2 augustus 2005
De glazenwasser
De telefoon gaat en ik neem op. Hanneke, kun je alsjeblieft de komende periode twee dagdelen per week aanwezig zijn bij een oude mijnheer die erg slecht ligt. Het zal waarschijnlijk niet zo heel lang meer duren. De kinderen hebben hulp ingeroepen omdat hun vader al maanden terminaal is. Deze zomer was iedereen teruggeroepen van vakantie, en men zat met de voltallige familie om het bed te wachten tot het zover was, maar opeens deed de oude baas zijn ogen weer open en mompelde: Daar ben ik weer. Dat is al een aantal maanden geleden en de kinderen zijn aan het eind van hun Latijn.

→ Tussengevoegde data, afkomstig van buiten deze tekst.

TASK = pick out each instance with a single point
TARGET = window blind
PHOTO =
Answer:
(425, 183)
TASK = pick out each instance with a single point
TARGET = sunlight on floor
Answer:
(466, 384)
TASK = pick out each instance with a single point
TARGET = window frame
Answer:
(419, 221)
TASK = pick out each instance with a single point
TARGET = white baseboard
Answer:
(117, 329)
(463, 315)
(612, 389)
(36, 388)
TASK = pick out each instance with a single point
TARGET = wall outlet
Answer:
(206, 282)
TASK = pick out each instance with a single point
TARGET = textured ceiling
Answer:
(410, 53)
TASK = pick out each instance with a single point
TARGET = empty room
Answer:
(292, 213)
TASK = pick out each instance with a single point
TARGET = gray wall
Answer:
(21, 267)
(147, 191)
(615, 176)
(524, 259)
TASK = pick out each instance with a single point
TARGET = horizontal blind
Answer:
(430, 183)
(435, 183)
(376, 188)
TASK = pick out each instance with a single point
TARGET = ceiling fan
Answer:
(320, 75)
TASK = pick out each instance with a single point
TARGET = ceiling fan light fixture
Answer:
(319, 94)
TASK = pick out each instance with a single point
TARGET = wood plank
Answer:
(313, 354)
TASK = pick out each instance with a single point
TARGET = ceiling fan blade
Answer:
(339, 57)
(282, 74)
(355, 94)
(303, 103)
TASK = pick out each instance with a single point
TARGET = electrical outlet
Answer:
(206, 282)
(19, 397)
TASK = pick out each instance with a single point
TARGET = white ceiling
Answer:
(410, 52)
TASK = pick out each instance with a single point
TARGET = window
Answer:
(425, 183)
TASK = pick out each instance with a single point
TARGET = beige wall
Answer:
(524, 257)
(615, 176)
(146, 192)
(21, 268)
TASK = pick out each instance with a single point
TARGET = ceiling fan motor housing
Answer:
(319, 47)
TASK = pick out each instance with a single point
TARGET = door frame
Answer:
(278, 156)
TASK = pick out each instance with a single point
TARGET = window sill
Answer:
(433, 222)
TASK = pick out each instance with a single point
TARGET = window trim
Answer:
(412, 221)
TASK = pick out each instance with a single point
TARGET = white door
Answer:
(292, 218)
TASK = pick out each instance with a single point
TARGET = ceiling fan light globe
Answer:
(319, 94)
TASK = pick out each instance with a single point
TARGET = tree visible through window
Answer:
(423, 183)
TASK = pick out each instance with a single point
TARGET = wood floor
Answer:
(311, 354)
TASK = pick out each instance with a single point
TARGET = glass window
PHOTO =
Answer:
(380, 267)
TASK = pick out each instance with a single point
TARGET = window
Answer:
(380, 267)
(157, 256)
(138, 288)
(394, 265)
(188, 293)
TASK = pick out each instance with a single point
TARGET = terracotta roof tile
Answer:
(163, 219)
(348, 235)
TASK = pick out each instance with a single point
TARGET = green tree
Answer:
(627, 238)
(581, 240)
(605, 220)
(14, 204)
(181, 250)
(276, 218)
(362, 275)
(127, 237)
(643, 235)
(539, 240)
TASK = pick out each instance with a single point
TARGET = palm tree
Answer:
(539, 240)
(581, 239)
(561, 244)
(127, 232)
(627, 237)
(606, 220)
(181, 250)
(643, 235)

Ik ben niet de enige die is ingeschakeld. Mijnheer wil thuis sterven en verzet zich tegen weer een opname in het ziekenhuis. Er moet vrij constant iemand bij hem zijn. De eerste vrijwilliger komt van zeven tot elf, ik van elf tot drie, dan iemand van drie tot zeven en de eigen kinderen komen bij toerbeurt s avonds oppassen. De volgende ochtend meld ik me op het genoemde adres. Een fragiel bibberig mannetje, vel over been, zit in een propvolle kamertje in een rolstoel en lacht me vriendelijk toe. Naast hem staat een hoog metalen ziekenhuisbed en, voor noodgevallen, beademingsapparatuur. Mijn collega instrueert me en maakt me wegwijs in het huis.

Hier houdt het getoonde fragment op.